Research | August 2016 Hearing Review

The hearing industry can apply some audio industry tests to hearing aids. Here’s how.

There is no doubt that hearing aid users will encounter more streamed sounds as the technology spreads in both devices and use cases, and streaming technologies will potentially reduce the sound quality experience. Until now, little interest has been shown in measuring the perceived sound quality between the different hearing aid streaming capabilities. However, as this article shows, there are multiple suitable methods available from the audio industry, enabling robust benchmark results for the hearing industry and optimal technology choices from the end-user perspective.

Wireless streaming has been an important feature in hearing aids for decades. From the well-known telecoil solution to more recent 2.4 GHz technologies, wireless streaming is an integrated part of hearing aid usage, and provides support in everyday situations such as receiving phone calls, taking part in education, and listening to an audio stream from TV or mobile devices. Because wireless is now so integral to hearing aid performance, it becomes relevant to explore to what extent various devices and technologies fulfill the sound quality expectation of the user. One wireless device will not necessarily exhibit the same perceptual characteristics as another wireless system, and associated sound quality differences should be expected.

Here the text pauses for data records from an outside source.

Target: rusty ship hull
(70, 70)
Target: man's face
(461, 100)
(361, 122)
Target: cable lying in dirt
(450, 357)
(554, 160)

Sending an audio stream wirelessly does not come without challenges, and various technologies balance important issues like battery usage, latency, drop-out compensation, audio encoding in different ways—resulting in different sound quality characteristics. However, as with all consumer-focused audio products, at the end of the day, what matters is how the end-user perceives the sound quality.

This article outlines the concept of perceived sound quality in wireless streaming and suggests a number of methods for measuring this in a stable and robust manner.

Sound Quality

Streaming sound using wireless technologies may degrade the perceived sound quality of the signal. This is a result of compromises made within the technology regarding battery usage, bit rate, range of the device, connectivity speed, storage capacity, etc. To put the expected sound quality into perspective, streaming in the 2.4 GHz band to hearing aids happens with a bit rate around 64 kilobits per second (kbit/s), whereas full compact disc (CD) quality requires around 1,411 kbit/s for a stereo signal. This drastic reduction in bit rate is achieved using various audio coding technologies that reduce the bit rate significantly, with a lossy (highly compressed) audio signal as a consequence.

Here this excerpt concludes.